The malignancy of anti-Communism is tied to the US status as the
dominant power in the world . This was used to decimate the leadership
of US unions after World War II. During the McCarthy years, the unions
were bullied into expelling anyone suspected of communist ties. Most of
the best, committed, and experienced union organizers were eliminated
this way.
As an antidote to the business-friendly unions that emerged from the
McCarthy era, Buhle suggests an emphasis on what is called "social
unionism". Many of our big unions are making serious efforts to become
social unions. They are genuinely trying to eliminate racism, sexism,
and homophobia as decisive factors in how jobs are distributed and
leadership is determined. And, many unions are forging ties in their
respective communities around such issues as raising the minimum wage.

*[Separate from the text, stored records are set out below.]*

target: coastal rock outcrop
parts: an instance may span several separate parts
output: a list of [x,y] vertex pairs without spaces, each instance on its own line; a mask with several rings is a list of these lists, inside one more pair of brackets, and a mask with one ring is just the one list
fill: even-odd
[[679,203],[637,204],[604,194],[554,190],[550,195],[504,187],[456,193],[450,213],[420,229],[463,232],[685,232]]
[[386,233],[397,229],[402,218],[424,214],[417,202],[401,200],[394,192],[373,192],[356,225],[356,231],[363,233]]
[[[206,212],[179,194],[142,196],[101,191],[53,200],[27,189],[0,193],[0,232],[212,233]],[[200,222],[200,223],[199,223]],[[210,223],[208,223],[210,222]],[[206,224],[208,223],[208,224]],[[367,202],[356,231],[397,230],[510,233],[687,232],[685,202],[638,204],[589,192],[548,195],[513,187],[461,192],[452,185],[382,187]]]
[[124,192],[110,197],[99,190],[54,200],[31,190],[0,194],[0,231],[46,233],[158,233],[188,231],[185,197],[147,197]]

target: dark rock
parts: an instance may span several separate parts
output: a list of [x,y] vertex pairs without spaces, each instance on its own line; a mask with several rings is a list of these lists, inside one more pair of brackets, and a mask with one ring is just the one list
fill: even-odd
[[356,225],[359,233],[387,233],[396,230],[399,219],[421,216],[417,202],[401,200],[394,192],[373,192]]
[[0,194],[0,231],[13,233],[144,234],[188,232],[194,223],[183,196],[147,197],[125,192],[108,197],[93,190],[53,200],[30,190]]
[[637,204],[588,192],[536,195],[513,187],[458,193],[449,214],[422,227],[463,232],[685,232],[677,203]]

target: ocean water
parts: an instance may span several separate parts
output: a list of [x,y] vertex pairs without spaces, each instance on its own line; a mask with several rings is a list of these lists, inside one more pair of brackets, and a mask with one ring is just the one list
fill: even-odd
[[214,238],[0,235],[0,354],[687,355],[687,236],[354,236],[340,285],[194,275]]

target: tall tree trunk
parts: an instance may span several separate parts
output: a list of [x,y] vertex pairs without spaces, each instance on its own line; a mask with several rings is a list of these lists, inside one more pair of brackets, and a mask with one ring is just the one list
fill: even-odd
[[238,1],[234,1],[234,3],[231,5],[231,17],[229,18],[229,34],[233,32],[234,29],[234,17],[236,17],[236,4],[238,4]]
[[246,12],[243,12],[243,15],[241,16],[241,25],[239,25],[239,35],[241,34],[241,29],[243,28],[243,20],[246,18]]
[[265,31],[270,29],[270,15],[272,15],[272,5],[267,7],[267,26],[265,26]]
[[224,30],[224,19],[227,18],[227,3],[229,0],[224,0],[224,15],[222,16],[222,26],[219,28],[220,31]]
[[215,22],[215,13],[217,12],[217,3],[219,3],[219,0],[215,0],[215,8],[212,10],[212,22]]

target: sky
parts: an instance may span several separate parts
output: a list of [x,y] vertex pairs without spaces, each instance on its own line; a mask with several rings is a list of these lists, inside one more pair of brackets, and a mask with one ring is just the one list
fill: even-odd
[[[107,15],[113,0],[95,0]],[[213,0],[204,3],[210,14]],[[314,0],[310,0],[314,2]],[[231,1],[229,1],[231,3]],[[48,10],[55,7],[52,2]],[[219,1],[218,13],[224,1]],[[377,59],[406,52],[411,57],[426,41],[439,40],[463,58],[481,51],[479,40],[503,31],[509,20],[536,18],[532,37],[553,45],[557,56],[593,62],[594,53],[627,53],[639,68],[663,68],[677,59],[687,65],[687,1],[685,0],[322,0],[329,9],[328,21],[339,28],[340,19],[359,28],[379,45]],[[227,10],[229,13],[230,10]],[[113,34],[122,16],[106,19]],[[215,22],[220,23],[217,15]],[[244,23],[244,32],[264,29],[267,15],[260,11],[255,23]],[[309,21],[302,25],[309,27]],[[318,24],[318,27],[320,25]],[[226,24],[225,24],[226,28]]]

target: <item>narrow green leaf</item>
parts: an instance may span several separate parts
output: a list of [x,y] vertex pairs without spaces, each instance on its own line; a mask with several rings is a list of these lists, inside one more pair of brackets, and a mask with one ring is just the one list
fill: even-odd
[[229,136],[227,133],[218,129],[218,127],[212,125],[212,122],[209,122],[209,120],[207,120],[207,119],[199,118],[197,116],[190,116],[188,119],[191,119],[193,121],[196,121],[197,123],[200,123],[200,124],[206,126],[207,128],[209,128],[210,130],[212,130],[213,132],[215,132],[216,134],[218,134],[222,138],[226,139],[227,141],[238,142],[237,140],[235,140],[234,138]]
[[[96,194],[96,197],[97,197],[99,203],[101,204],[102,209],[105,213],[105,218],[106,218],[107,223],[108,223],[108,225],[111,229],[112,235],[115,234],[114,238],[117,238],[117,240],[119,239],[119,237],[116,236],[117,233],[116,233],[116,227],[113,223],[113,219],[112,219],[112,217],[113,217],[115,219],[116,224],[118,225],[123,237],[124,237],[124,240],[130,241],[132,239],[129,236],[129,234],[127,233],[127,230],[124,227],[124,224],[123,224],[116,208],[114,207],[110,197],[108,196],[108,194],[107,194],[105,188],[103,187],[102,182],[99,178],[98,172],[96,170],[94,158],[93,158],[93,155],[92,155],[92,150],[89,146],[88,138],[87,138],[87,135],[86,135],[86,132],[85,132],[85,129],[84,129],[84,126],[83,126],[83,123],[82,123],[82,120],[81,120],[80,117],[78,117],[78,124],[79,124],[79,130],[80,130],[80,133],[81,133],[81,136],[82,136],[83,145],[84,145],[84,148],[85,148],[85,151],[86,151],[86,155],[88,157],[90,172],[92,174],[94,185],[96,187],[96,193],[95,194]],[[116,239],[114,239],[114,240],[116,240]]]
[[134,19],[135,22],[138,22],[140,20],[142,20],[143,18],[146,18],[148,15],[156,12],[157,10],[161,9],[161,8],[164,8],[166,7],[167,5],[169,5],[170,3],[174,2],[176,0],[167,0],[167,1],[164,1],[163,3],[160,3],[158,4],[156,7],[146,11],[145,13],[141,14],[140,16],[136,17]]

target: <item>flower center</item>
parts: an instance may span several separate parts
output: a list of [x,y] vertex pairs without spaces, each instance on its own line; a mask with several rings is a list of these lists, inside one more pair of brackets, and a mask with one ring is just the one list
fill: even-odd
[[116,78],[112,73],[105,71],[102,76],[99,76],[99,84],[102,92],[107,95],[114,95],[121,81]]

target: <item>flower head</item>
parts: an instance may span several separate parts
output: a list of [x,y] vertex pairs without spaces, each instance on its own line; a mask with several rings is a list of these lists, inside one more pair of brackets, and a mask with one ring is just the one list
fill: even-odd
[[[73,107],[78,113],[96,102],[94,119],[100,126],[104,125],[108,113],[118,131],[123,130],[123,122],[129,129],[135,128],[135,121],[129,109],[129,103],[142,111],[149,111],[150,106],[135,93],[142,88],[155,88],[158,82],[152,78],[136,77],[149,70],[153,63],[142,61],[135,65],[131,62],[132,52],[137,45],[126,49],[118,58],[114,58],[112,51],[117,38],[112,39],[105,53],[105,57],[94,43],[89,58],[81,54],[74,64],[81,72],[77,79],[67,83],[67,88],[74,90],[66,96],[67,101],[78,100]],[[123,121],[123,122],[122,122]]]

Buhle singles out for special praise the 'New Voice' leadership under
president John Sweeney, that was elected at the at the 1995 AFL-CIO
convention. The Sweeney victory emerged from under the thick cloud cast
by the 1994 Gingrich-Republican sweep in the congressional elections. It
promised a sharp turn toward organizing non-union workers as a way of
strengthening the unions ability to stand up to the Republican
onslaught.
It would certainly help if a lot more workers were organized into
unions. And it's easy to agree with Buhle's emphasis on social unionism.
But it's hard to ignore the near absence of discussion in this book
about another glaring need the labor movement should address in order to
get itself back on the organizing road.
American unions contain many thousands of amateur member-organizers.
They could be mobilized in a monster drive to bring, say, Wal-Mart into
the union camp. Wal-Mart workers, like most everybody in
advertisement-saturated America, find it easier to believe what someone
is telling them if it's from his/her heart. If you are there on your day
off, you must be saying the "straight stuff." Besides, it's never going
to be possible to hire enough professional organizers to talk to even a
small fraction of the unorganized in the US
Along with becoming good social unions, American unions need to mobilize
their rank and file members to rebuild the union movement!
Paul Buhle's book is highly recommended. Anyone who wants to attain an
understanding of where our unions have been, and where they might go,
should read Taking Care of Business.